Deus Fidhius, then, means God the Budha, and as such the All-wise, the All-sacred, the All-amiable, and the All-hospitable; and Hercules Fidhius, that is, Hercules the Budha, is, in sense and meaning, exactly the same.

The Latin word Fides, and the English Faith, are but direct emanations from the same communion. A thousand other analogies must suggest themselves now in consequence. In a word, if you go through the circle of natural religion and artificial science,—if you analyse the vocabulary of conventional taste and of modish etiquette, you will find the constituent particles of all the leading outlines resolve themselves into the physical symbolisation of the radical Budh.

What inference, I ask my reader, would he draw from the above facts?
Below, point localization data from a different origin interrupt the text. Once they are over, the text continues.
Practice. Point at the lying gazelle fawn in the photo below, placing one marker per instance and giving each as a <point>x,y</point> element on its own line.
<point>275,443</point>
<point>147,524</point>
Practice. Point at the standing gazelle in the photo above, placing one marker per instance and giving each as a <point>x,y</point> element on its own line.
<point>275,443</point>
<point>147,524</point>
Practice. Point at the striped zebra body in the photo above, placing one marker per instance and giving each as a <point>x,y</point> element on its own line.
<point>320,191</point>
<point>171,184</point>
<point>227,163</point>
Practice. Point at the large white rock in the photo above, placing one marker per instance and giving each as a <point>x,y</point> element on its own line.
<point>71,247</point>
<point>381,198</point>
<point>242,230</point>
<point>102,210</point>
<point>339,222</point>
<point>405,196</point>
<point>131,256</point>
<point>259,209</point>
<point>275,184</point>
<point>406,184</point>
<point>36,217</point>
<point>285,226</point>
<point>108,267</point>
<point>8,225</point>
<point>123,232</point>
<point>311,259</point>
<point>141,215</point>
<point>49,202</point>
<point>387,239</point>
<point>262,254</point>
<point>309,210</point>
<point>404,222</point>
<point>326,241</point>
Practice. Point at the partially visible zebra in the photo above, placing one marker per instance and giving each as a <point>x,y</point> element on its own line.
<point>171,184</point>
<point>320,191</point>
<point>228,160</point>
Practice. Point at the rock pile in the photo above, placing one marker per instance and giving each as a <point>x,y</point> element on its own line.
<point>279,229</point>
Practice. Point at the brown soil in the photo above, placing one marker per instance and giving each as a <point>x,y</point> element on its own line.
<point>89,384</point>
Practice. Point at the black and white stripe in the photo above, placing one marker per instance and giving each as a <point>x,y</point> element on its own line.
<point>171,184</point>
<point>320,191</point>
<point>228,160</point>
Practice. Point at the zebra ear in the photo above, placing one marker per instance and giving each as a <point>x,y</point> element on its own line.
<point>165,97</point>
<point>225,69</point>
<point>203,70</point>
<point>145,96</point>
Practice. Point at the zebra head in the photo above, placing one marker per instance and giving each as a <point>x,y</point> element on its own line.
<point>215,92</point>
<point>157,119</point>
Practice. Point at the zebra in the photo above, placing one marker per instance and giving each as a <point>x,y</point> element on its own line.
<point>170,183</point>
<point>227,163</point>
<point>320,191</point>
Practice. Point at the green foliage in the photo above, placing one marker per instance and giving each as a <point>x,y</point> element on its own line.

Unquestionably that at the outset of social life, mankind at large had used but one lingual conversation; and as the Irish is the only language in which are traced the germs of all the diverging radii,—nay, as it is the focus in which all amicably meet,—it follows inevitably that it must have been the universal language of the first human cultivators—the nursery of letters, and the cradle of revelation.

“How charming is divine Philosophy!
Not harsh and crabbed, as dull fools suppose,
But musical as is Apollo’s lute,
And a perpetual feast of nectared sweets
Where no crude surfeit reigns.”


CHAPTER XIX.

The Tuath-de-danaans, or Mahabadeans, being thus far proved as the first occupiers of Iran, it may be asked, How happens it that no Persian historians, anterior to Mohsan Fani, have noticed their existence? In the first place, I answer that they all have mentioned them, however unconsciously by themselves, or inadvertently by others. And even had this not been the fact—had not a single syllable been recorded, bearing reference to their name, the remote era, in itself, of their detachment from that country, would be the best possible apology for the omission.

The professed writers upon Persia belong all to a recent period; and the magazines which they consulted, for the scanty information which they furnish, were either Arabs or Greeks—the former a body of predatory warriors, whose only insight into letters arose from the opportunities which their rapines had supplied them; and the latter, a community who, insensible to the beauties of moral truth, took delight in distorting even the most commonplace occurrences into the most unnatural incredibilities and misshapen incongruities.

But independently of these causes, another more powerful one had before long co-operated. A rival dynasty, starting up from amongst themselves, succeeded, by the issue of a religious revolution, to effect their expulsion; and that once ascertained—the doors of admission ever after closed against their return—the victors were not satisfied with the monopoly of civil power, but they must wreak their vengeance still more, by the erasure of every vestige of the former sway.